How Will Electric Cars Impact Gas Station Business?

National Report -- The rise of electric cars probably will transform more than just the automobile, according to a report by PetrolPlaza News, an online portal for the retail petroleum equipment industry. The alliance between utilities and carmakers will lead to numerous changes, according to Ed Kjaer, the director of electric transportation for Southern California Edison, a giant utility. He also predicts a faster build of the so-called smart grid, whereby utilities use digital technology to allow consumers real-time measures of their energy use.

According to the report, the smart grid allows power providers to offer pricing that encourages conservation and better utilizes off-peak hours overnight, when there's less draw on electricity as factories and office buildings ramp down. Digital communications between a utility and the consumer's home could stagger the charge coming to an electric car depending on the overall demand for power. Big off-peak energy users could see lower bills.

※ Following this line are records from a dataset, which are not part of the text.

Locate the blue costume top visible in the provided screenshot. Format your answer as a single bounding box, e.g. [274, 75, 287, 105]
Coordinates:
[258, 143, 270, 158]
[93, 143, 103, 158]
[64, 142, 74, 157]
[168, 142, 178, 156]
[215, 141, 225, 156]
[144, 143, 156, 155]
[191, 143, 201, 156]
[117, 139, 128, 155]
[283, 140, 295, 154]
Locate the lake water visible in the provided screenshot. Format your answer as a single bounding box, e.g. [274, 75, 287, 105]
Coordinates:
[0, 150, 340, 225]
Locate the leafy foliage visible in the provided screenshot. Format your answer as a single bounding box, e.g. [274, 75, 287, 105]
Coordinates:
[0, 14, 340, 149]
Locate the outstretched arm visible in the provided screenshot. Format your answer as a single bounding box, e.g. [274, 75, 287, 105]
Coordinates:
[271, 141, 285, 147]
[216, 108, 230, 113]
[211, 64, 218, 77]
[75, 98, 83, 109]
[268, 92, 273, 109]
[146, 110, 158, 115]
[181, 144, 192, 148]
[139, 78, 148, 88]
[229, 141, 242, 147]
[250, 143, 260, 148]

These savings are one factor behind announcements by General Electric and Federal Express to greatly increase their fleets of electric vehicles.

The report additionally notes that carmakers and manufacturers of electric-car chargers already have agreed on a common plug that'll work across the wide range of equipment providers. Utilities, carmakers and equipment providers now are working out a a key component -- a standard communication protocol for electric cars to communicate with power grids.

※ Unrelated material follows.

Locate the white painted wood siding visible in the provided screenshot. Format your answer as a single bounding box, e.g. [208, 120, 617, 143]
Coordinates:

How will this affect gas stations?

The first wave of car-charging stations is likely to involve owners of buildings, and national retail chains that install car-charging operations for some small economic or marketing gain, said the report. Once a critical mass is reached in production and sales of electric cars, advocates said, the market could build out quickly.

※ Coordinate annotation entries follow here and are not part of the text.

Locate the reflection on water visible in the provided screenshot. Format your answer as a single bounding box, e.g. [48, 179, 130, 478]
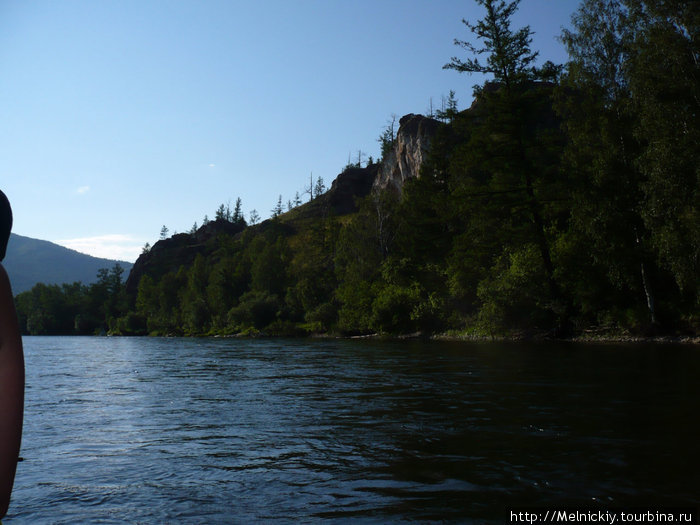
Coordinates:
[7, 337, 700, 524]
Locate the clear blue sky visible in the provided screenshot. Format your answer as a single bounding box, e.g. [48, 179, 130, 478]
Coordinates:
[0, 0, 578, 261]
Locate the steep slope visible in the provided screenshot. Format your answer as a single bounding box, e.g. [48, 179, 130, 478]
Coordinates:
[2, 233, 133, 294]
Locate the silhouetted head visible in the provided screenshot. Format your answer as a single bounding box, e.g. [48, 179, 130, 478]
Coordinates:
[0, 190, 12, 261]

"Electricity has infrastructure that is already ubiquitous," said Mahi Reddy, the CEO of SemaConnect, a company in Annapolis, Md., that's making electric car chargers. Power lines and power distribution are already in place, making the transition far cheaper than for competing technologies. It is orders of magnitude cheaper than, say, installing hydrogen infrastructure or an ethanol infrastructure," he said.

Utility and car maker reps appear to agree that as long as the majority of charging is done at low-use times overnight, the demand from electric cars will not overburden the utilities.